Semanário no Papel - Diário Online

 

João Pinho

Achegas para a História do Hospital dos Covões (II)

4 de Setembro 2020

Entre Setembro de 1957 e Agosto de 1959, numa altura em que Bissaya Barreto já se encontrava jubilado emerge a questão hospitalar, conhecida problemática que no Diário de Coimbra se desenvolve sob o título «Coimbra precisa de ter um Hospital-Faculdade, Coimbra precisa de ter um Hospital-Cidade».

Sobre as motivações subjacentes a esta questão-problema escreveu Bissaya-Barreto em 1959: «houve em mim apenas este propósito: trazer à discussão um problema, que se me afigurava e se me afigura da mais alta importância, da maior oportunidade e do maior interesse para o ensino da Medicina em Coimbra e para a assistência hospitalar no Centro do País».

Num processo em que se confrontam opiniões divergentes, o professor defende que a resposta mais económica e perfeita para a solução do problema hospitalar de Coimbra seria a «de ter um Hospital-Cidade a instalar nos actuais Hospitais da Universidade e um Hospital-Faculdade a construir em local a escolher» – que no seu entender era na Quinta dos Vales, junto ao lugar dos Covões, onde existia já um Sanatório em funcionamento.
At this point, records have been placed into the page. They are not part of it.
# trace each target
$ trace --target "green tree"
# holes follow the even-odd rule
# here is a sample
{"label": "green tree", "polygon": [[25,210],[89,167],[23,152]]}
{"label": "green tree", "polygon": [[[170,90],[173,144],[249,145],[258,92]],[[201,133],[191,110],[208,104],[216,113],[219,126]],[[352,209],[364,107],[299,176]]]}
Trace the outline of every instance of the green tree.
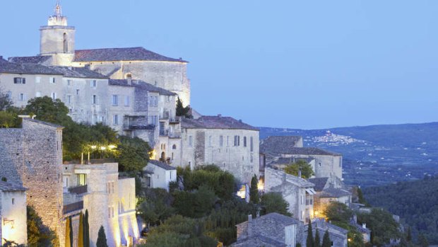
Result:
{"label": "green tree", "polygon": [[72,229],[70,228],[70,220],[71,220],[70,217],[68,217],[67,220],[66,220],[66,247],[73,247],[71,244],[71,241],[73,239],[70,239],[70,232],[72,231]]}
{"label": "green tree", "polygon": [[306,239],[306,247],[314,247],[314,246],[315,242],[313,239],[312,223],[309,223],[309,224],[307,225],[307,239]]}
{"label": "green tree", "polygon": [[425,234],[420,234],[418,236],[418,245],[420,247],[429,247],[429,241]]}
{"label": "green tree", "polygon": [[79,214],[79,229],[78,230],[78,247],[83,246],[83,214]]}
{"label": "green tree", "polygon": [[107,235],[103,226],[100,226],[99,233],[97,234],[97,241],[96,241],[96,247],[108,247],[107,243]]}
{"label": "green tree", "polygon": [[328,235],[328,230],[326,230],[324,236],[322,239],[321,247],[331,247],[331,240],[330,240],[330,236]]}
{"label": "green tree", "polygon": [[321,238],[319,237],[319,231],[318,229],[315,229],[315,247],[321,247]]}
{"label": "green tree", "polygon": [[347,223],[353,217],[353,211],[347,205],[338,202],[331,202],[324,214],[328,220]]}
{"label": "green tree", "polygon": [[182,103],[182,100],[178,97],[177,100],[177,116],[179,117],[185,117],[187,118],[191,118],[192,116],[190,115],[190,107],[186,106],[184,107]]}
{"label": "green tree", "polygon": [[59,241],[56,233],[42,224],[42,220],[32,207],[27,208],[28,244],[29,247],[57,247]]}
{"label": "green tree", "polygon": [[149,161],[152,149],[148,142],[138,137],[126,136],[119,137],[120,144],[117,147],[119,156],[117,161],[123,171],[140,171]]}
{"label": "green tree", "polygon": [[251,202],[254,204],[259,204],[260,202],[258,183],[259,180],[257,179],[257,176],[254,174],[254,177],[251,179],[251,188],[249,189],[249,200]]}
{"label": "green tree", "polygon": [[292,216],[288,212],[289,203],[286,202],[281,194],[270,192],[261,196],[261,205],[264,214],[271,212],[277,212],[286,216]]}
{"label": "green tree", "polygon": [[90,247],[90,224],[88,223],[88,209],[85,209],[83,219],[83,246]]}
{"label": "green tree", "polygon": [[284,169],[285,173],[298,176],[299,171],[301,171],[301,176],[303,178],[309,178],[314,175],[312,166],[303,160],[299,160],[295,163],[291,163]]}

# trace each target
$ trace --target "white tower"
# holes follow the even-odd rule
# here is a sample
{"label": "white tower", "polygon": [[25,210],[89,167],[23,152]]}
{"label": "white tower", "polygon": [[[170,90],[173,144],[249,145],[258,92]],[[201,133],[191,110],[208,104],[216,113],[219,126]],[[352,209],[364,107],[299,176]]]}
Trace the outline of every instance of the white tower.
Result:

No primeiro, destinado sobretudo a assistir, far-se-ia a «A clínica de todos os dias e dos doentes vulgares», no segundo, voltado para a arte de ensinar, «a outra, a grande, a rara, a que exige competências excepcionais especializadas, técnicas raras».

Com perspectiva bem diversa se apresentava a Faculdade de Medicina, que pretendia: não só um novo Hospital-Escolar, pela transformação dos Hospitais da Universidade em Hospital-Faculdade, onde funcionariam as Clínicas Gerais; mas também um novo hospital no bloco de Celas, adaptando casas antigas, que viesse a constituir o Hospital-Cidade, colocando ambos sob sua dependência.

A posição de Bissaya-Barreto, que tinha como modelo a Cidade Hospitalar de Lille, tinha várias justificações; de ordem geográfico-territorial, de organização do ensino e de salvaguarda de património. No primeiro caso porque a área disponível na zona da Cidade Universitária não chegava para um Hospital-Faculdade digno de Coimbra; no segundo porque entendia haver toda a vantagem em afastar o Hospital-Faculdade, sede das clínicas frequentadas pelos estudantes do IV, V e VI anos, do edifício da Faculdade de Medicina, sede Laboratórios e Institutos, frequentados pelos alunos do I, II e III anos.

No tocante ao Hospital Faculdade, Bissaya Barreto tem efectivamente ideias muito claras sobre o que pretende, em termos de equipamento, função e localização. Na Comunicação apresentada no X Congresso Beirão define o Hospital Escolar como Escola de Educação Médica:

«Pretendemos um Hospital Escolar, o mais completo, o mais perfeito, com tudo que lhe é indispensável e falta aos outros Hospitais Universitários: Medicina, Cirurgia, Especialidades médico-cirúrgicas, Consultas externas, Regime ambulatório, Escola de enfermagem, Residência para residentes e, se possível, um Bairro escolar (…) um Centro de Investigação Clínica, Hospital central, universitário, com uma lotação de 600 doentes».

Quanto à função, intimamente ligada à Faculdade de Medicina, «…não é fazer assistência, mas formar médicos, suficientes e eficientes, criar ciência e transmitir cultura. Fazer o que os outros não podem fazer: Cursos de aperfeiçoamento, Cursos para internos, Cursos de actualização de conhecimentos hospitalares».

A questão tornou-se de tal maneira volátil que a censura chegou a proibir a publicação dos artigos de Bissaya-Barreto – homem fortemente conotado com o regime político vigente.